Let $F :\mathbb{R}^2 \to \mathbb{R} $ be defined as $F(\vec x)$ =$\Vert \vec x \Vert^2$. Use the definiton of the derivative $\lim_{\vec h \to 0} \frac{||F(\vec x+ \vec h) - F(\vec x)-DF(\vec x)\vec h||}{||\vec h||} = 0$ to show that $F$ is differentiable at every $\vec x \in \mathbb{R}^n, $ and $DF(\vec x)$ = $[2x_1 \quad 2x_2 \quad ... \quad 2x_n ]$ (or $2 \vec x^T$, a row vector)

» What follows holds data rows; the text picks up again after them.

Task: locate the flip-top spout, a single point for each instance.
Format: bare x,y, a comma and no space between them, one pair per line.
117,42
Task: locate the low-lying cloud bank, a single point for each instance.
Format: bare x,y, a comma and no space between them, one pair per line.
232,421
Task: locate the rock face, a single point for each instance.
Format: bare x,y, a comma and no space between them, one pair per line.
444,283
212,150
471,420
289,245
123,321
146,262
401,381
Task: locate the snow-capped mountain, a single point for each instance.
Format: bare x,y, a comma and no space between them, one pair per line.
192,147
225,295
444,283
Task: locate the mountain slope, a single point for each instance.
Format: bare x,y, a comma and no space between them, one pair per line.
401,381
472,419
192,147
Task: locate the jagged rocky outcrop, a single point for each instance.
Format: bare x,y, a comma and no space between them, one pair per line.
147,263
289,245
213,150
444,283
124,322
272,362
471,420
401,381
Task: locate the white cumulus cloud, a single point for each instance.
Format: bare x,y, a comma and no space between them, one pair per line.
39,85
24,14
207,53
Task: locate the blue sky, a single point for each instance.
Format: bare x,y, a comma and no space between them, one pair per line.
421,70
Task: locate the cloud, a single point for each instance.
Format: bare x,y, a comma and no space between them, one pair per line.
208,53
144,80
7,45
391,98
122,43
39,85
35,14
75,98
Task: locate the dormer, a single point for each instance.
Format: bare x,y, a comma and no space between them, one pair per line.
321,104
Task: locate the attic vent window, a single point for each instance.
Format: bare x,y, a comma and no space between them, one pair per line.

So I know that $||\vec x^2||$ can be re-written at $|x|^2$ which is the same as $(x)(x)$. Plugging in the value of $\vec x$ into the equation I get $\lim_{\vec h \to 0} \frac{||F(\vec ||x||^2+ \vec h) - F(\vec ||x||^2)-DF(\vec ||x||^2)\vec h||}{||\vec h||} = 0$ which simplifies to $\lim_{\vec h \to 0} \frac{||F(\vec h) -DF((2) (\vec||x||))\vec h||}{||\vec h||} = 0$, Which I assume simplifies to $\lim_{\vec h \to 0} \frac{||DF((2)\vec||x||}{||\vec h||} = 0$ ?
Not sure if I am correct and I am having trouble proving that $DF(\vec x)$ is a row vector.
Any help is appreciated!
Let $L(x) = 2x^T$ (which we must prove that it equals the differential of $f$). Then,
$$|f(x+h)-f(x) - L(x)\cdot h| = |\|x+h\|^2 - \|x\|^2 - 2x \cdot h| = |\|x\|^2 +\|h\|^2 + 2 x\cdot h - 2 x\cdot h| = \|h\|^2$$
Edit:
Hence:
$$\lim_{h\to 0} \frac{|f(x+h)-f(x) - L(x)\cdot h| }{\|h\|} = \lim_{h\to 0} \|h\| = 0$$
By definition, this means that $f$ is differentiable at $x$ and that $Df(x) = L(x)$. In other words:
$$Df(x) = 2 x^T = 2 [x_1 \cdots x_n]$$